Once they feel like they have a decent pattern figured out for the smallmouth, they will go and either chase a completely different smallmouth pattern or go and look for largemouth. “When looking for largemouth, we try to cover a lot of water in the bays until we run into a group of them. We try to not set the hook on them, but we will pull into them to try to gauge the size of the fish.”
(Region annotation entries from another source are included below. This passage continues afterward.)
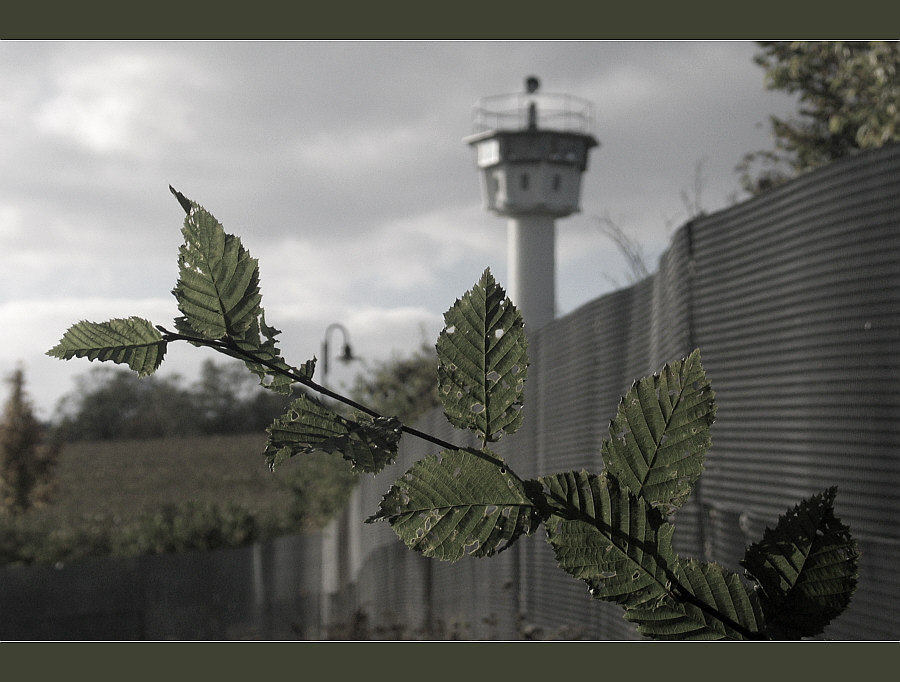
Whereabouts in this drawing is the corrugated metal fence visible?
[323,145,900,639]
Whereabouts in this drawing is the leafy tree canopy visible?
[737,41,900,194]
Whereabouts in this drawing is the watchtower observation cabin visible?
[463,76,599,329]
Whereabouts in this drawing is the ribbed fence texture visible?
[323,146,900,640]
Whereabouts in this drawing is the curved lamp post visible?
[322,322,362,385]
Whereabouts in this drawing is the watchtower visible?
[463,76,599,329]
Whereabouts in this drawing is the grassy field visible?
[10,434,355,556]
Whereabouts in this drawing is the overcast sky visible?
[0,41,794,418]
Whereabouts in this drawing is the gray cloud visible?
[0,41,791,414]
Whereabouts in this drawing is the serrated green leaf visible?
[624,559,765,640]
[539,471,676,606]
[602,350,716,515]
[741,487,859,639]
[264,395,401,473]
[172,202,262,339]
[47,317,167,376]
[367,450,540,561]
[437,270,528,442]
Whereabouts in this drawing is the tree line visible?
[52,360,287,442]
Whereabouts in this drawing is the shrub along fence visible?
[323,145,900,639]
[0,145,900,640]
[0,533,322,640]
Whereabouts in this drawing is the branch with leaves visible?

How did you target and catch your fish?

The week leading up to the ABA tournament on Lake Washington was unusually warm and consistent weather for Western Washington. This was set up perfectly for Eugene and Sergey’s plan to target smallmouth moving up main lake points. The plan was for them to target rocky points that were outside of large spawning flats. On tournament day, the team relied heavily on their electronics to help them target specific rocky sections that they had marked in the years prior. The graphs also played an integral role in their choice of presentation. If they would see the fish on the bottom or not see anything at all, they would throw a football head because the fish were glued to the bottom. However, if they started seeing arches 1-3ft off of the bottom, they would switch to the swimbait and slow roll it just off of the bottom. For the first half of the day, the brothers worked their best few points pretty hard, but after they had a 20+ pound bag they started to cover water a lot faster, targeting the bigger, more aggressive fish.
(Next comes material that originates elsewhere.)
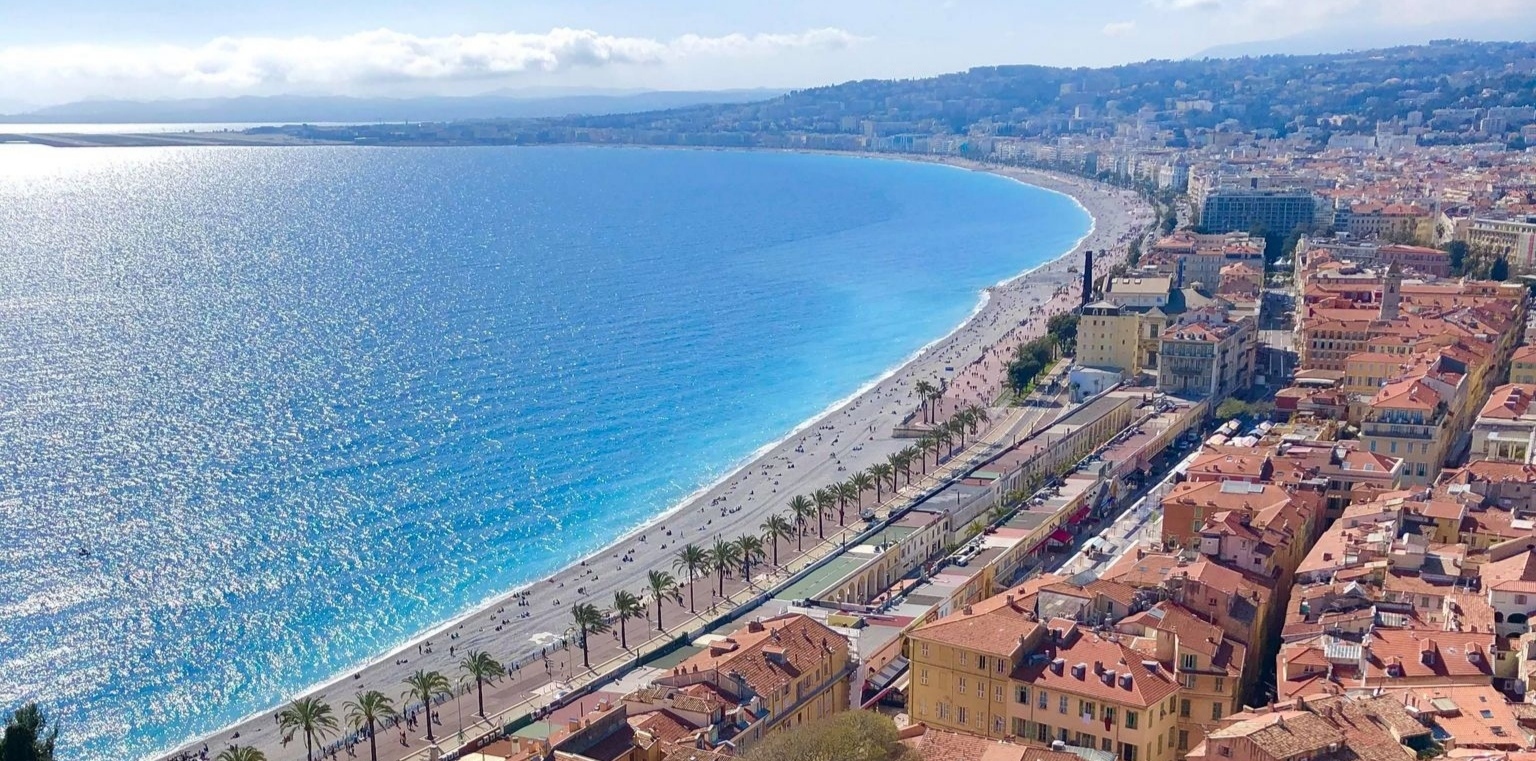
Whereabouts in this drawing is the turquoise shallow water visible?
[0,146,1091,759]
“With the warm weather during the week, we thought that the fish would move up and so the plan was to target fish in the 20-30 foot range almost all day. In the tournament we actually caught 10-15 fish on or around main lake and secondary points near spawning flats in 20-25 feet (except the first fish came in 17ft of water). We targeted the fish exclusively with a football head and a paddle-tail swimbait. When we pulled up on a point we would start with the football head paired with a Reaction Innovations Smallie Beaver. If we caught fish on it, we would stick with it, and if not, one of us would switch to the swimbait if we could see fish suspending just off of the bottom. We alternated between two different swimbaits based on the depth, a 3.8” Keitech Swing Impact Fat on a 3/8oz head and a 4.8” Keitech on a 1/2oz head. The key was to let the swimbait fall all the way to the bottom and slow roll it just off of the bottom.”
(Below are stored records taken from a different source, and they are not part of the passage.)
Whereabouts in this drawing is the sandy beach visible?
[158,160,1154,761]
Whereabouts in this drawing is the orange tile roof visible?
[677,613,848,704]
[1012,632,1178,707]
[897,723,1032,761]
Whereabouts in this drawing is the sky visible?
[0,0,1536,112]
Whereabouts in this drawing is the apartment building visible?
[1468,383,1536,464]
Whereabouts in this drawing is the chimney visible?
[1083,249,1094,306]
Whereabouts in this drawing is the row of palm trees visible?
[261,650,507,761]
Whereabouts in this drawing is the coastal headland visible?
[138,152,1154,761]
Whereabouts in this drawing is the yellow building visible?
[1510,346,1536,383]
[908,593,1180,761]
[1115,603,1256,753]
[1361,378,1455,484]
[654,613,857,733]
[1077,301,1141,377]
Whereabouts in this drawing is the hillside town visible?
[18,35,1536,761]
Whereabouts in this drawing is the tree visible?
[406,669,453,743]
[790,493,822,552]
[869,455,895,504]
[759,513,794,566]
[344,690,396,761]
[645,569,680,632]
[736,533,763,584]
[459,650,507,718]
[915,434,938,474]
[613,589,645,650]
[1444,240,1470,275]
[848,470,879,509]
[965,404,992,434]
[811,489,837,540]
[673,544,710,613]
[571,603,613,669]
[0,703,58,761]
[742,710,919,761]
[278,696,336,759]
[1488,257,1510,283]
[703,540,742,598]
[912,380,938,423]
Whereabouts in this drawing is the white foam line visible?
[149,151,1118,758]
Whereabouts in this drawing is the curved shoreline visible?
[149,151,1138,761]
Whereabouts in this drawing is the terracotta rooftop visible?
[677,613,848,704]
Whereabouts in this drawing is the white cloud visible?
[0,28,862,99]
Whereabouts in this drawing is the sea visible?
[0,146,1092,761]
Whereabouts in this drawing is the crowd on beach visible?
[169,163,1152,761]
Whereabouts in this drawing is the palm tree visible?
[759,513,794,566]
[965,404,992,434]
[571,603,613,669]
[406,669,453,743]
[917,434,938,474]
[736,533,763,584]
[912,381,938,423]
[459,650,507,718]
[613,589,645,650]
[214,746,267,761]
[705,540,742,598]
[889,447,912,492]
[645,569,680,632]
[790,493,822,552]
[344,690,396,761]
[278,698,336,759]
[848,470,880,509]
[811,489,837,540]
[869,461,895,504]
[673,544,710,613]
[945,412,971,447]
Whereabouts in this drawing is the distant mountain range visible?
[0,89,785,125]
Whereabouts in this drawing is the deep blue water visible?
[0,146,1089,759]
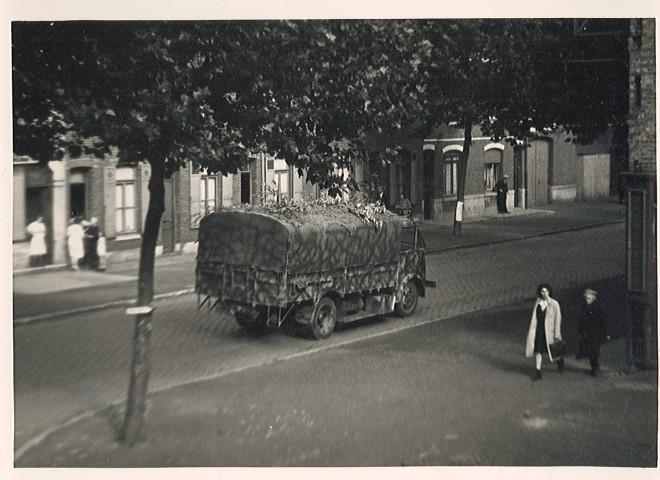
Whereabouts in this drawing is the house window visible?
[273,170,289,203]
[635,75,642,107]
[484,147,502,190]
[115,167,137,233]
[190,166,218,228]
[444,151,461,197]
[199,175,217,215]
[484,163,500,190]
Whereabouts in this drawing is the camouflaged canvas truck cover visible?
[195,207,402,307]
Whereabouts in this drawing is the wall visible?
[548,130,578,187]
[628,19,657,173]
[576,154,610,201]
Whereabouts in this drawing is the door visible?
[513,147,524,207]
[241,172,252,203]
[160,178,174,253]
[527,140,550,207]
[422,150,435,220]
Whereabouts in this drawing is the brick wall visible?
[628,18,656,173]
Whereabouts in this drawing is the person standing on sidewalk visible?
[27,216,46,267]
[66,217,85,270]
[495,175,509,213]
[525,283,564,380]
[576,288,609,377]
[84,217,99,270]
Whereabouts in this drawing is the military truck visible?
[195,207,433,340]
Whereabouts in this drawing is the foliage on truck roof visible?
[223,196,399,229]
[197,201,405,274]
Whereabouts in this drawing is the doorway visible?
[160,178,174,253]
[422,150,435,220]
[527,140,550,207]
[241,171,252,203]
[69,168,87,218]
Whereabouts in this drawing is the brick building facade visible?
[624,18,658,368]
What is it like fishing your tournaments with your borther?

“Sergey and I have fished together for so long that we process every situation on the water as a team. We are always chasing similar patterns, but targeting different fish to maximize our chances. If we are out deep and one of us starts throwing a swimbait, the other picks up a football head. Same situation if we are shallow, if one of us is skipping a senko at docks, then the other will crank the ends of docks or throw a spinnerbait. We always want to always work together by doing different things.

What would you recommend to a person who either struggles in the early season or is new to fishing Lake Washington?

“On a typical spring day, I would recommend that they rotate between a football head with a hula grub or a beaver trailer and a swimbait. For the swimbait, a lot of brands work well, but the most consistent swimbait on Lake Washington early seems to be the Keitech Swing Impact Fat. The soft body of the bait allows it to kick even if it is reeled extremely slowly. If the fish are not cooperating on the moving baits, slow down to a more finesse presentation, but in the same areas, especially if there are still fish on the graph. Techniques like a neko rig and dropshot can be deadly when the bite gets tough.” One of Eugene’s favorite techniques in tough conditions is “dropshotting a roboworm… wacky-style because it allows it to fall slower and the action on the bait is different, which can be key when the bite is tough.” A ned rig is a good final option if none of the above are working. Fishing it like a football head, casting out and slowly dragging it back is a great way to pick up the smallmouth that in a negative feeding mood but are still locked on the bottom.

Eugene and Sergey had an amazing day out on Lake Washington. But this event was not any matter of luck, but rather a culmination of countless days on the water that came together perfectly. Their hard work yielded one of, if not the largest bag of all smallmouth ever weighed on Lake Washington.